# Python Basics - bonus on functions

## What we will cover?

As we will see later in the course, functions are a crucial element of programming. They allow you to automate repeated tasks. Especially in the Data Understanding and Data Preparation stages, we often will need to transform our data and create features for our models. In this tutorial, we will see how to apply your functions to different types of data and what happens when the function does not work.

Let's start with a simple function that categorizes grades as passes and fails.

In [30]:
gradelist = [6, 7, 4, 7.6, 8, "NA"]

In [31]:
def catgrades(grade):
    if grade < 5.5:
        return "fail"
    if grade >= 5.5 and grade <= 10:
        return "pass"
    if grade > 10:
        return "error"

### Testing a function

Before we apply this function to the entire list (or a dataset) it is good to make sure it works as expected. We can do it by simply providing it with different arguments.

In [32]:
catgrades(4)

'fail'

In [33]:
catgrades(8)

'pass'

In [34]:
catgrades(11)

'error'

### Applying the function to the data (list)

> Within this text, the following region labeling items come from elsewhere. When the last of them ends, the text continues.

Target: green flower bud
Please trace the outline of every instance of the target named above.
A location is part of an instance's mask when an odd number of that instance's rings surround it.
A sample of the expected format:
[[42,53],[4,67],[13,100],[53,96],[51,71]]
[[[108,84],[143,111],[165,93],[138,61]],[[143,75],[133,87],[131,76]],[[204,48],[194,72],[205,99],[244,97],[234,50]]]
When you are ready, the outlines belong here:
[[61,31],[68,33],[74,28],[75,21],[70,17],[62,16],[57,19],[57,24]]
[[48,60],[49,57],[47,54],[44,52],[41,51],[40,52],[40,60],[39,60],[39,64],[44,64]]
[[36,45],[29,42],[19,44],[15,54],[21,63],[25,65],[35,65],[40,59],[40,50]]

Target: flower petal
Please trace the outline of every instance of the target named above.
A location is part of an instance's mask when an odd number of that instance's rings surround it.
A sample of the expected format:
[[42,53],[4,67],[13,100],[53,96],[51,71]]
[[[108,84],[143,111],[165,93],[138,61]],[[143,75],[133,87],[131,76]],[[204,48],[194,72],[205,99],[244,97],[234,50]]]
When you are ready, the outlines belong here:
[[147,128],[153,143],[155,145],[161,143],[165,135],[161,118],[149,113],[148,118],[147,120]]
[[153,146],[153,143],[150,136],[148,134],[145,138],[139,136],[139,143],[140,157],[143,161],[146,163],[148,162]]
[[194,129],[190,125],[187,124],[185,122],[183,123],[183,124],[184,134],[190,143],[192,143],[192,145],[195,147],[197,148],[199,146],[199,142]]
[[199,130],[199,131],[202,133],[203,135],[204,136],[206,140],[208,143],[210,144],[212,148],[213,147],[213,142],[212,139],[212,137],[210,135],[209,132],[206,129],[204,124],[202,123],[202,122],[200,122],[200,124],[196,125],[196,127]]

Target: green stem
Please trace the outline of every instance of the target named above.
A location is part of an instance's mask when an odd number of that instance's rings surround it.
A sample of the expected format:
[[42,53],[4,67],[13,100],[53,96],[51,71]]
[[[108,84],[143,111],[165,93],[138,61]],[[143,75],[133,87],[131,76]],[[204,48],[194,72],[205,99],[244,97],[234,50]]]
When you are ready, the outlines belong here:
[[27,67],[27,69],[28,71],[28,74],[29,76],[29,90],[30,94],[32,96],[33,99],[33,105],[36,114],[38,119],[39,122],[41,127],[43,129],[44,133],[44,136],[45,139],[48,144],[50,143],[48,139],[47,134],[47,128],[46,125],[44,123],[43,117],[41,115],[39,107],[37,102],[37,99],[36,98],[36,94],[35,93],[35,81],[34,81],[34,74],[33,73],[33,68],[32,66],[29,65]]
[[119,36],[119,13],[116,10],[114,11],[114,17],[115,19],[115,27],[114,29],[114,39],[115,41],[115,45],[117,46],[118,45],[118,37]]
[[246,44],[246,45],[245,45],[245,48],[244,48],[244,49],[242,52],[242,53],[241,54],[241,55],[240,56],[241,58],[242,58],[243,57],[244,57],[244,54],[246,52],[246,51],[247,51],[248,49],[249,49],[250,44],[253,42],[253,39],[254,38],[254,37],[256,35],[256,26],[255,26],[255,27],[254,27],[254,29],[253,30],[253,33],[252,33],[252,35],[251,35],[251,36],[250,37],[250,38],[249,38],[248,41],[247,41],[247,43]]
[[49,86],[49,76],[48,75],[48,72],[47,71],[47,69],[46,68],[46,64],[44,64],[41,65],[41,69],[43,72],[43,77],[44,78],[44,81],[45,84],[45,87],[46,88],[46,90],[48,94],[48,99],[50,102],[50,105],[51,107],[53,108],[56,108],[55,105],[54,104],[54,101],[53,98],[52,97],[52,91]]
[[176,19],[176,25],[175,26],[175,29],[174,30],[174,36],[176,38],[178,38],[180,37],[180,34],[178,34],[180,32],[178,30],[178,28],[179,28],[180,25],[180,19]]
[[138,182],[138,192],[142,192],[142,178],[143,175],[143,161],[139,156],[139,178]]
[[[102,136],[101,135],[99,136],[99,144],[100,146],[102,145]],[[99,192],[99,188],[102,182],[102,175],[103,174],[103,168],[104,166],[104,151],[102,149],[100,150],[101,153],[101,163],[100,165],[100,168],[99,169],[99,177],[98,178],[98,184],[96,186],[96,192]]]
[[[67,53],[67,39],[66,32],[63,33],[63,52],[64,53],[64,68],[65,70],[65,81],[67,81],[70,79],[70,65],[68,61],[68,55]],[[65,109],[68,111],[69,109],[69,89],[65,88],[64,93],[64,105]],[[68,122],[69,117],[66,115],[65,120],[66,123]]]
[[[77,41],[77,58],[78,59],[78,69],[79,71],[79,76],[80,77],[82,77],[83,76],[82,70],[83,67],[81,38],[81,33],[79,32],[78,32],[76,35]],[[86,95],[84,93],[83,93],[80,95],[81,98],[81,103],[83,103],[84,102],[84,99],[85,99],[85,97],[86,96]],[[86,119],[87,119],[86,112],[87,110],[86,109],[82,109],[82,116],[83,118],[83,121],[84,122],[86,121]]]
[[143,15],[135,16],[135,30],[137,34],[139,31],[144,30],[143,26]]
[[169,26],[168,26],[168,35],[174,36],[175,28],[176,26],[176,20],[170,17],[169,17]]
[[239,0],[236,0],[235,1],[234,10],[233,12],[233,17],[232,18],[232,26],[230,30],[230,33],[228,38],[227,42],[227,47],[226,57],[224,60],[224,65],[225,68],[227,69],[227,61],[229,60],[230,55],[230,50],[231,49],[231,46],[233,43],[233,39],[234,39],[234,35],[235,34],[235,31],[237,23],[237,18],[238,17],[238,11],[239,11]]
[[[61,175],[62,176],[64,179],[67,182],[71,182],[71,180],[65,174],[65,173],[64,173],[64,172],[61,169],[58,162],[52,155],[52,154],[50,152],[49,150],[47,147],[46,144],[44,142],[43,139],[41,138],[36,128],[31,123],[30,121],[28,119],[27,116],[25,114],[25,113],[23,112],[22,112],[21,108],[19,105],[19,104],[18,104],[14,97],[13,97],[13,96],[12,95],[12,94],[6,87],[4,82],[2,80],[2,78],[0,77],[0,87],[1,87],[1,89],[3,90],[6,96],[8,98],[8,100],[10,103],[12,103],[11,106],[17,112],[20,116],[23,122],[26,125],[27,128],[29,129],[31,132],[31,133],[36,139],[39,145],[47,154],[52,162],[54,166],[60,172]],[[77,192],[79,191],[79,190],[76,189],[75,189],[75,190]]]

To apply the function to the list of grades, we need to use a for loop. 

In [35]:
for grade in gradelist:
    print(catgrades(grade))

pass
pass
fail
pass
pass


TypeError: '<' not supported between instances of 'str' and 'float'

### Troubleshooting a function

Let's try to see what is going on. The error tells us that the condition we have included in the function cannot be applied to a string. Indeed, it looks like `'NA'` is included in our list and it is not a integer nor a float. Let's doublecheck by testing the function applied to a string.

In [36]:
catgrades('string')

TypeError: '<' not supported between instances of 'str' and 'float'

There are many different ways to solve such an issue. One of them includees the use of `try except`. It allows you to  test a block of code for errors and to move on if the block raises error. We can build it in into functions to avoid for example errors due to data type.

In [37]:
def catgrades(grade):
    try:
        if grade < 5.5:
            return "fail"
        if grade >= 5.5 and grade <= 10:
            return "pass"
        if grade > 10:
            return "error"
    except:
        return "not categorized"

In [38]:
catgrades(4)

'fail'

In [39]:
catgrades('NA')

'not categorized'

In [40]:
for grade in gradelist:
    print(catgrades(grade))

pass
pass
fail
pass
pass
not categorized


This way, we can test our functions, discover potential errors and account for them for example using `try except` statements. We will see how useful this is once we start to apply functions to large datasets.